On a sunny strip of beach south of San Diego, California, the US government is literally battling the tide of illegal immigration.
Border authorities are building a fence extending 300ft (91m) into the surf, in an effort to prevent would-be migrants from walking over the frontier from Mexico's Tijuana Beach to Imperial Beach, California, during low tide.
The US government's latest King Canute-like effort will make an existing fence longer, higher, tougher to scale and, officials say, more resilient to the tide.
Border officials note that during November officers caught several undocumented migrants swimming in the Pacific Ocean or landing ashore in small fishing boats.
"There is a clear operational need for this development," says Michael Hance, field operation supervisor with the border patrol in the San Diego sector.
"The southern side of the border is densely populated and in the past many people found an easy way into the US through these beaches. We need physical infrastructure as well as border agents in the area."
But critics say the $4.3m (£2.79m) extension is unnecessary, noting that heavy surveillance near San Diego has driven most of the migrant flow eastward into the Arizona desert. And environmental activists fear the heavy metal barrier sunk into the ocean will harm marine life.
That physical infrastructure has interrupted the sandy landscape of the Tijuana and San Diego beaches since the early 1990s, when the first fence was built to run 22km inland from the Pacific shore.
On the beach, the fence is made of iron bars sunk into the sand, and further inland, the bars are replaced by graffiti-marred corrugated iron sheets, bent and torn by the marine wind.
The sections extending into the surf remain under construction, and today a visitor sees a pier constructed to allow heavy kit to pound support piles into the sand.

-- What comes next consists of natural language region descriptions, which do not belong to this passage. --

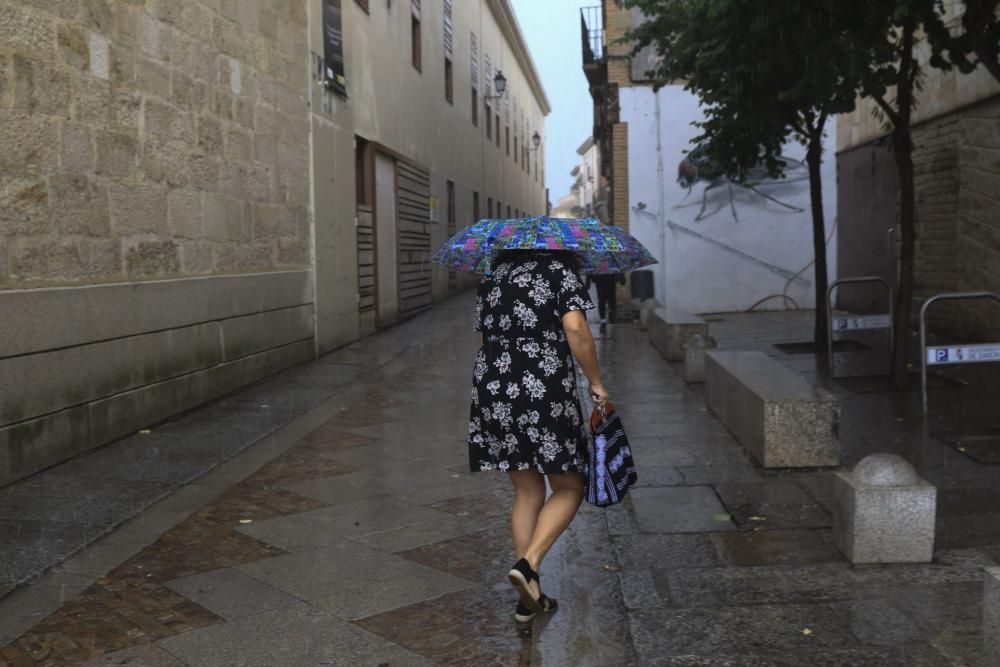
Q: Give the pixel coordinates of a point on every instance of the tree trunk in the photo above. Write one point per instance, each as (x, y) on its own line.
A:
(821, 333)
(907, 253)
(902, 145)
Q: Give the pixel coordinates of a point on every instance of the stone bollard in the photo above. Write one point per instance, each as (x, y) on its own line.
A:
(991, 616)
(647, 307)
(694, 357)
(883, 512)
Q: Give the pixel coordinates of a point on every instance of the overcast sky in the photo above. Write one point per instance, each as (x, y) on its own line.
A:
(552, 29)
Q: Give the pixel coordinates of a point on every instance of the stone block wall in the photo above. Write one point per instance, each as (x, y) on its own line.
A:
(957, 163)
(936, 181)
(155, 233)
(151, 139)
(978, 235)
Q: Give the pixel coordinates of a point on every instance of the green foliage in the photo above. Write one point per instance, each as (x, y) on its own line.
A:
(971, 39)
(765, 70)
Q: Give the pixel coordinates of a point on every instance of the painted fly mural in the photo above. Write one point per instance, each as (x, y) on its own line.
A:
(698, 166)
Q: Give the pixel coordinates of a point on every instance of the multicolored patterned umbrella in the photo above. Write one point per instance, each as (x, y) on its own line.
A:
(603, 248)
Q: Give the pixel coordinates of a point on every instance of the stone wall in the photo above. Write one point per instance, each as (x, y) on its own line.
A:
(154, 228)
(978, 237)
(957, 163)
(151, 139)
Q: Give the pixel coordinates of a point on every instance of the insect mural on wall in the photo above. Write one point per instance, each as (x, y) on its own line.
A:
(700, 166)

On the southern side of the wall, the Playa de Tijuana teems on weekends with families from the poor neighbourhoods along the border.

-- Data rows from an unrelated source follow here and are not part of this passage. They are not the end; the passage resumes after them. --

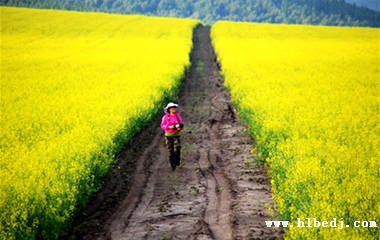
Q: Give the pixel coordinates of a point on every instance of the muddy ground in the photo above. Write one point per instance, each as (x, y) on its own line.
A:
(218, 192)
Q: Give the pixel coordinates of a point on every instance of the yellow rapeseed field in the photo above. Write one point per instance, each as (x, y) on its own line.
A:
(74, 87)
(310, 95)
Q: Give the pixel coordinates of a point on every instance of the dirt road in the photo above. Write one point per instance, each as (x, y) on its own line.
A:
(218, 192)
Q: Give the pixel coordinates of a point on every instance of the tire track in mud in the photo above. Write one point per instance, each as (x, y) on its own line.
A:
(218, 192)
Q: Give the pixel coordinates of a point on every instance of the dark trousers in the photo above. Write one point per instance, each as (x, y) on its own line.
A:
(174, 147)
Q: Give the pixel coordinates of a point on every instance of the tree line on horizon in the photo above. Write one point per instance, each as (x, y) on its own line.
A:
(311, 12)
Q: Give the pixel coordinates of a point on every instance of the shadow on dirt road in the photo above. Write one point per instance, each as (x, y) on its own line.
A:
(218, 192)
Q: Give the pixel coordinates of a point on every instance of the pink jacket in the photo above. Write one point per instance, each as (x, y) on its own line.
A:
(169, 120)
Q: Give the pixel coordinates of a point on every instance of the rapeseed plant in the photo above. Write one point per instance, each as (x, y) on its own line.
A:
(310, 97)
(74, 88)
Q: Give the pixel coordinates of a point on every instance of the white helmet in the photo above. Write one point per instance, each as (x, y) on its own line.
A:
(170, 105)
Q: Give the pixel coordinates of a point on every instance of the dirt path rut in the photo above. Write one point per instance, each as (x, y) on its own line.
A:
(218, 192)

The beach is also a meeting place for friends and loved ones on either side of the border. Here, people chat and hug through the fence.
The latest $4.3m renovation, just under way, will extend the fence further into the ocean and increase its height to about 18ft (5.4m) from about 13ft, allowing it to protrude above the surface no matter the tide.
The steel poles holding up the wall will be treated with an anti-corrosion coating. The poles will also be given a slick coating to make them harder to climb.
The wall is scheduled to be completed in March and is expected to last 30 years.
For all the expense and effort the government is throwing into fencing off the ocean, statistics show arrests in the area are already at an all-time low.
Border patrol agents detained 68,000 undocumented immigrants in 2010 in the San Diego sector, down from 630,000 in 1986, according to Customs and Border Protection (CBP) agency statistics.
Local immigration activists put the decline down to a steady increase in manned patrols and surveillance over the last six years.
"We don't understand why they are spending so much money here: it is just a symbolic move to say that they are actually doing something to prevent undocumented immigration," says Pedro Rios of the San Diego Immigrant Rights Consortium.
"The new surf fence is being built in what is probably the area where the rate of border crossings has gone down most dramatically."
Furthermore, environmental organisations say the metal barrier in the water is an invasion of the ocean that will most certainly take its toll on the local fauna.
"The wall could block the circulation of species, especially surface marine species," says Matt Clark, spokesman for Defenders of Wildlife.
Dan Millis, borderlands team coordinator at the Sierra Club, says sections of the wall erected in the Arizona desert have had "a major effect on the migration patterns of desert species".
Architect Teddy Cruz of the University of California at San Diego predicts the fence will increase sedimentation and flooding in the Tijuana estuary.
"There are natural canyons in the region that cross the border without following political conventions," Mr Cruz says. "The effect will be worse for those that live in settlements on the Mexican side of the border, the waste from these settlements flows towards the estuary blocking water circulation."
The Border Patrol argues the surf fence's environmental impact will be minimal.
"Our experts have done environmental assessments and they did not find any evidence that the habitat will be damaged," says Mr Hance.
"We do what we have to do. And this project, both in terms of design and investment, is appropriate for the safety requirements in the San Diego area."